Plans for the KCAC provide space for the John P. Murtha Institute for Homeland Security. It also will house a “4,000- to 6,000 seat multi-use arena/convocation center to accommodate large events, including commencement, sporting events (intercollegiate and others), concerts and other cultural events, conferences, and trade shows,” according IUP’s Web site. It is scheduled for completion by summer 2011.

Also contained in Kusic’s folder is a 65-page, Sept. 17, 2007, report from an Ebensburg-based engineering firm, L. Robert Kimball & Associates Inc., hired by the state. The report outlines plans to “remediate” the scrap yard’s residual contaminants in the soil.

Some of the contaminants include arsenic, iron, lead, mercury and benzene (a carcinogen), according to Kusic’s article.

Cleanup plans include removing scrap; capping contaminated soil with clean soil, parking lots and buildings; and redirecting storm water runoff to retention ponds. The groundwater cannot be used for drinking, according to the report.

University officials offered various responses about the site’s condition.

Mark Geletka, IUP’s assistant vice president for administration, did not comment during a Feb. 26 phone interview. He referred a caller to John Veilleux, associate vice president for communications and community relations.

“There are concerns,” said Veilleux during a Feb. 26 phone interview. “Those issues will be dealt with if there is any remediation that needs to take place with the land.”
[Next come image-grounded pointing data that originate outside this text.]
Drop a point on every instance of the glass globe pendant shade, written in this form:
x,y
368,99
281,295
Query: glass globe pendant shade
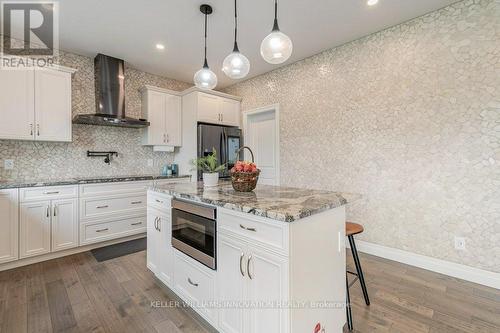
x,y
276,48
236,65
205,79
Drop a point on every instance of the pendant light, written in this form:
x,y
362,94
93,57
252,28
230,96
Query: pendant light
x,y
277,47
205,78
236,65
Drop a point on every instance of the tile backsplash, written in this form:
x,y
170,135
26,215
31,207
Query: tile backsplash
x,y
48,160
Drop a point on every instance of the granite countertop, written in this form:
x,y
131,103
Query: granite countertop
x,y
285,204
77,181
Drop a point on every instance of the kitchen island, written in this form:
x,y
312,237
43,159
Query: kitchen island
x,y
279,253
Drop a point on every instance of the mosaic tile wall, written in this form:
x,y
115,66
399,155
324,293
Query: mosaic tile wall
x,y
410,118
38,160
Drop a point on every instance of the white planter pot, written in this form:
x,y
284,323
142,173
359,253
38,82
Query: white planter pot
x,y
210,179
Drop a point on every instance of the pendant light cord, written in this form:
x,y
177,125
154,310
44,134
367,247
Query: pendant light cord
x,y
205,64
235,49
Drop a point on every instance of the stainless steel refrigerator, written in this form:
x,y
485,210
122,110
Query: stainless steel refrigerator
x,y
226,140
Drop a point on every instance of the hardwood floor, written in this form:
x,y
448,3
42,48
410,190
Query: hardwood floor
x,y
78,294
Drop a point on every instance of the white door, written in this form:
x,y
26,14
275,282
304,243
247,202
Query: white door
x,y
231,268
208,108
173,121
165,252
268,285
230,110
53,105
9,225
64,224
17,112
261,135
34,229
152,240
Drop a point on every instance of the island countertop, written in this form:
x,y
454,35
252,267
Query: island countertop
x,y
286,204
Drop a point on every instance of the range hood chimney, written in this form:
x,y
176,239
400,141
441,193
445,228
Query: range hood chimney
x,y
109,76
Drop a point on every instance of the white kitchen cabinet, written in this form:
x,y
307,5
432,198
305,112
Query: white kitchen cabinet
x,y
64,224
34,228
162,108
17,109
36,104
53,105
9,225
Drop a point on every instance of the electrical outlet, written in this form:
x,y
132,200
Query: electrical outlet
x,y
8,164
460,243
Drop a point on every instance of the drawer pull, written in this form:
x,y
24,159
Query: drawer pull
x,y
192,283
51,192
249,229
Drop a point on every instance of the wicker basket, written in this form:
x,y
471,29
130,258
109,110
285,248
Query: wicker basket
x,y
245,181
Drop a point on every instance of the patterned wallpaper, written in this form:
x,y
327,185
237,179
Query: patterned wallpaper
x,y
410,118
39,160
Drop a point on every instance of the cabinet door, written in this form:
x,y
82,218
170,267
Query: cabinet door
x,y
17,104
164,248
152,241
35,229
173,121
156,116
208,108
230,110
52,105
9,225
231,271
64,224
268,284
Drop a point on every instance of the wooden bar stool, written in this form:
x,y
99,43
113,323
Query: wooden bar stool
x,y
352,229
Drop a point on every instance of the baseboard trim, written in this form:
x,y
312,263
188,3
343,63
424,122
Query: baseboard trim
x,y
471,274
55,255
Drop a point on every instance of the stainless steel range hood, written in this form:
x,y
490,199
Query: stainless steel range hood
x,y
109,76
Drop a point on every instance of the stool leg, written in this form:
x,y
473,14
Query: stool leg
x,y
348,306
358,269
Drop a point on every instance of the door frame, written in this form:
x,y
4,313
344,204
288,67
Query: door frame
x,y
268,108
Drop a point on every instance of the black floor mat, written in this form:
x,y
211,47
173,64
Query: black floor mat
x,y
118,250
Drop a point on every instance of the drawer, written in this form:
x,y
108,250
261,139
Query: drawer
x,y
159,200
105,206
100,189
94,233
195,284
48,193
255,229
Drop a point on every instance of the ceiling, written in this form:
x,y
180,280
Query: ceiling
x,y
130,29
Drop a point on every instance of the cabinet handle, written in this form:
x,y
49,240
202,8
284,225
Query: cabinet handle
x,y
248,267
241,262
52,192
192,283
249,229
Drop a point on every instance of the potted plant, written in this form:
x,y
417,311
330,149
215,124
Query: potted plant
x,y
210,167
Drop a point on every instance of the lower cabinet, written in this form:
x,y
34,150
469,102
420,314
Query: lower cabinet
x,y
9,225
48,226
255,276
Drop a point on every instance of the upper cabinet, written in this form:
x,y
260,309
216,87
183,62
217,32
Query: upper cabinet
x,y
162,108
219,110
36,104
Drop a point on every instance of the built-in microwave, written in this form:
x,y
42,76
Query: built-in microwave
x,y
194,231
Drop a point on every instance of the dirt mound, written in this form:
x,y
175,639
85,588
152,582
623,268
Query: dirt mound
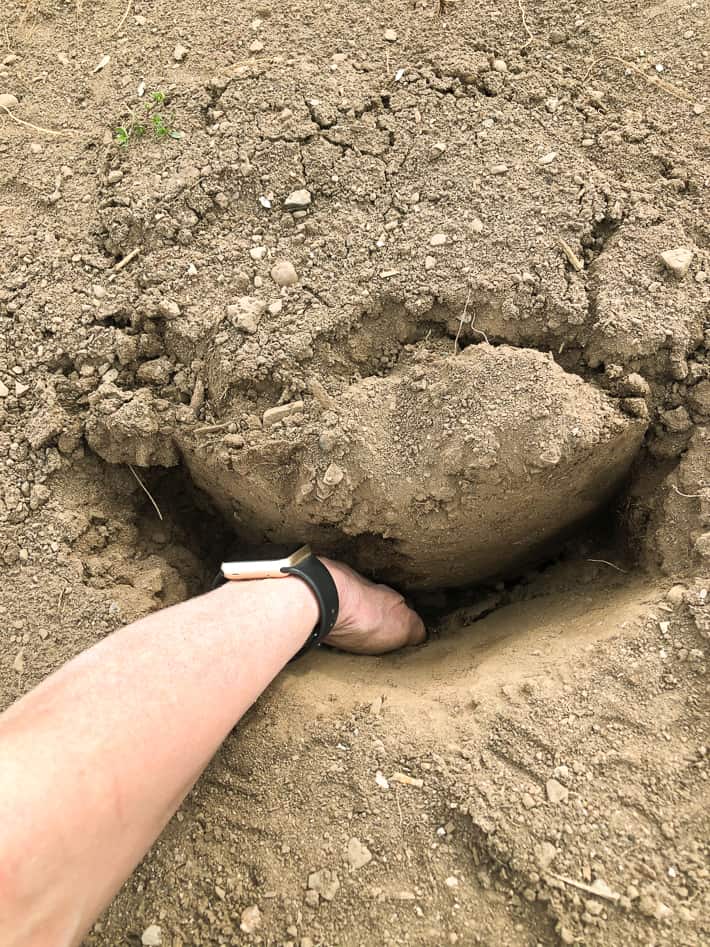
x,y
427,297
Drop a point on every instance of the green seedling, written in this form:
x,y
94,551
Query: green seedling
x,y
161,124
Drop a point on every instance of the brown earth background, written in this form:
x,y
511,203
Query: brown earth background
x,y
425,283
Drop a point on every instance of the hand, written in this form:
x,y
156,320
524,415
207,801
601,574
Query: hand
x,y
373,619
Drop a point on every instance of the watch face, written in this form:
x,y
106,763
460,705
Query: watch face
x,y
264,568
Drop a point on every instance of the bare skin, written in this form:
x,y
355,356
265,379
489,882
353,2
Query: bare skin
x,y
96,759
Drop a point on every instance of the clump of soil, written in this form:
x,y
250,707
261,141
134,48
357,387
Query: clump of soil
x,y
431,293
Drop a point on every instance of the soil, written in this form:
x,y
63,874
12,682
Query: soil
x,y
426,283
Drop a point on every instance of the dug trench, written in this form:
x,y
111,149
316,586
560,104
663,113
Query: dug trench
x,y
434,298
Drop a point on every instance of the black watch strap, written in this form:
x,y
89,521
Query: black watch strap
x,y
321,583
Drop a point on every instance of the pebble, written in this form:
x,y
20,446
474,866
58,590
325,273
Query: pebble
x,y
168,309
152,936
298,200
358,855
272,415
677,261
233,440
250,919
546,854
556,792
528,801
284,273
246,313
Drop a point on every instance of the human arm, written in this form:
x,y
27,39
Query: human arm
x,y
97,758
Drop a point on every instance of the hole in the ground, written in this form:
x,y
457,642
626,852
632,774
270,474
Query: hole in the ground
x,y
602,544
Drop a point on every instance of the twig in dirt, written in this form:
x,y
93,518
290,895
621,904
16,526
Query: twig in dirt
x,y
124,17
531,38
574,260
127,259
652,80
461,322
147,492
211,428
606,893
689,496
19,121
607,563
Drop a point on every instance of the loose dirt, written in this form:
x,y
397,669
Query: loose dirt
x,y
425,283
He did not specify the nature of those concerns. But the university must perform testing on the site, he said.

The soil holds some potentially harmful contaminants.

Arsenic is the most troubling of those listed, said IUP biology professor Thomas Simmons in a Feb. 26 interview in his Weyandt Hall office. Simmons specializes in toxicology and directs IUP’s Environmental Health Science undergraduate program.
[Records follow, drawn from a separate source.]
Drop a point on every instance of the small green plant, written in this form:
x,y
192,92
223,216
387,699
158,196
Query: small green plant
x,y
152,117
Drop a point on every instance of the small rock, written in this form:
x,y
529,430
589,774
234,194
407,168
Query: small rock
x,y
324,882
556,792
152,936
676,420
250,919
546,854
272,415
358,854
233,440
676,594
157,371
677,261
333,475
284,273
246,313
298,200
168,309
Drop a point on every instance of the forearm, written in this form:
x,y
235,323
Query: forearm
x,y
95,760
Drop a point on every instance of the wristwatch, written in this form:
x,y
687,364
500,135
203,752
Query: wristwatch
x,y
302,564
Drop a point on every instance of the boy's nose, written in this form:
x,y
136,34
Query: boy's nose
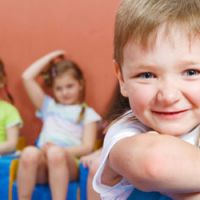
x,y
167,94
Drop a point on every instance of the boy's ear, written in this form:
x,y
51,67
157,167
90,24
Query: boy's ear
x,y
119,75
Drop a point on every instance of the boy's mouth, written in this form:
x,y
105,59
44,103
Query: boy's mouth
x,y
170,114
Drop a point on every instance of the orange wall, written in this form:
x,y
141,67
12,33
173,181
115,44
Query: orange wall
x,y
84,28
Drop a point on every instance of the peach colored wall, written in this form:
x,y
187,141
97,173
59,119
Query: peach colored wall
x,y
32,28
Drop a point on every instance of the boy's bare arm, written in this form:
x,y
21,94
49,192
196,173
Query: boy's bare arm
x,y
153,162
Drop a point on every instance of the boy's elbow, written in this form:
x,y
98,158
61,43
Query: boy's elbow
x,y
153,167
147,166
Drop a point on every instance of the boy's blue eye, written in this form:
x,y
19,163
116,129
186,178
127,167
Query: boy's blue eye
x,y
191,72
146,75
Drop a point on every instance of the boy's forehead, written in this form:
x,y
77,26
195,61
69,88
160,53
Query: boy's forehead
x,y
172,36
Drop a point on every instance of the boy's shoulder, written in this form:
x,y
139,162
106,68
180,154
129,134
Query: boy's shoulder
x,y
4,105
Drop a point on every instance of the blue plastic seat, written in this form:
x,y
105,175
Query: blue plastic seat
x,y
42,191
5,162
135,195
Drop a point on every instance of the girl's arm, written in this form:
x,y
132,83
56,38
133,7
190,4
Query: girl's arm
x,y
154,162
88,141
87,160
32,87
11,142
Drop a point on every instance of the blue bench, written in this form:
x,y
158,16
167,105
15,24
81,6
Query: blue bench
x,y
135,195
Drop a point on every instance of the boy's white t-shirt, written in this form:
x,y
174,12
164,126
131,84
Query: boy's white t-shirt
x,y
119,130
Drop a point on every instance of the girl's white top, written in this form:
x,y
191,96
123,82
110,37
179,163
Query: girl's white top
x,y
60,123
119,130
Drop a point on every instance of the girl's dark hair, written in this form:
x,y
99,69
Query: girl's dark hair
x,y
3,82
58,67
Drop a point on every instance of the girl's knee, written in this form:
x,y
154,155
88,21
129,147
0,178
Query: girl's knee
x,y
56,155
30,156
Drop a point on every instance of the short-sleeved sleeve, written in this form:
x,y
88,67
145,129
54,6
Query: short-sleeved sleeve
x,y
9,117
121,129
46,105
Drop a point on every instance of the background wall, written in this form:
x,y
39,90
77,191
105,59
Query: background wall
x,y
32,28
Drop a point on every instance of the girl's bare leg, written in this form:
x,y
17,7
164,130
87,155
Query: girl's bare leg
x,y
62,168
31,161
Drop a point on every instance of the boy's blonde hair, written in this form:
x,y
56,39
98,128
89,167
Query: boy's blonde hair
x,y
138,20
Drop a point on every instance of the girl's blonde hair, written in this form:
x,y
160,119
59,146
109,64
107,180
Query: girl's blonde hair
x,y
138,20
60,66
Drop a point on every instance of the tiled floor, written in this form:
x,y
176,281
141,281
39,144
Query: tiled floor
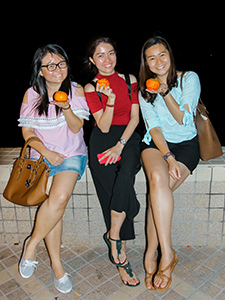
x,y
199,275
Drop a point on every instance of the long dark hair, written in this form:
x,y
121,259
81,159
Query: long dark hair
x,y
146,73
91,48
38,82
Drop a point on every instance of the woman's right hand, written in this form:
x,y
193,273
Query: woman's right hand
x,y
106,91
54,158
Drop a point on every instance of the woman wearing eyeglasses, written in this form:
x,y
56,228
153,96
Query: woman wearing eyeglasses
x,y
59,127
A bespectacled Simmons, clad in socks and sandals, reclined in a chair in the middle of his dimly lit office and scanned Kusic’s article.

“Arsenic’s a nasty metal,” said Simmons. “It sticks in the soil a long time. Mercury, too.”

But Simmons said development of the KCAC may offer more benefits than drawbacks, if the proposed cleanup occurs. Arsenic levels might decrease if the soil is capped, for example, he said.

“I don’t see how driving onto a parking lot or going to graduation will create exposure,” he said. “If they did all the stuff they said in that Kimball [report], that would be phenomenal.”

But which remediation measures have occurred, and which ones will occur?

“The cleanup has already happened,” said Michelle Fryling, IUP’s director of media relations during a Feb. 26 phone interview.

She said she could not specify which cleanup efforts have been completed.

Kimball & Associates could not be reached for comment.

IUP President Tony Atwater and others broke ground on the site on Nov. 13, and construction officially began Feb. 16, according to IUP’s Web site.

And while the KCAC slowly emerges, IUP students await the effects of the complex on their community.

“It will be interesting to see what it does for the area,” said Daniel E. Fleming II, a junior political science major. “And if it will live up to the expectations of being a driving force in the local economy.”

Rose Catlos, a junior journalism major at Indiana University of Pennsylvania, is from Indiana, Pa.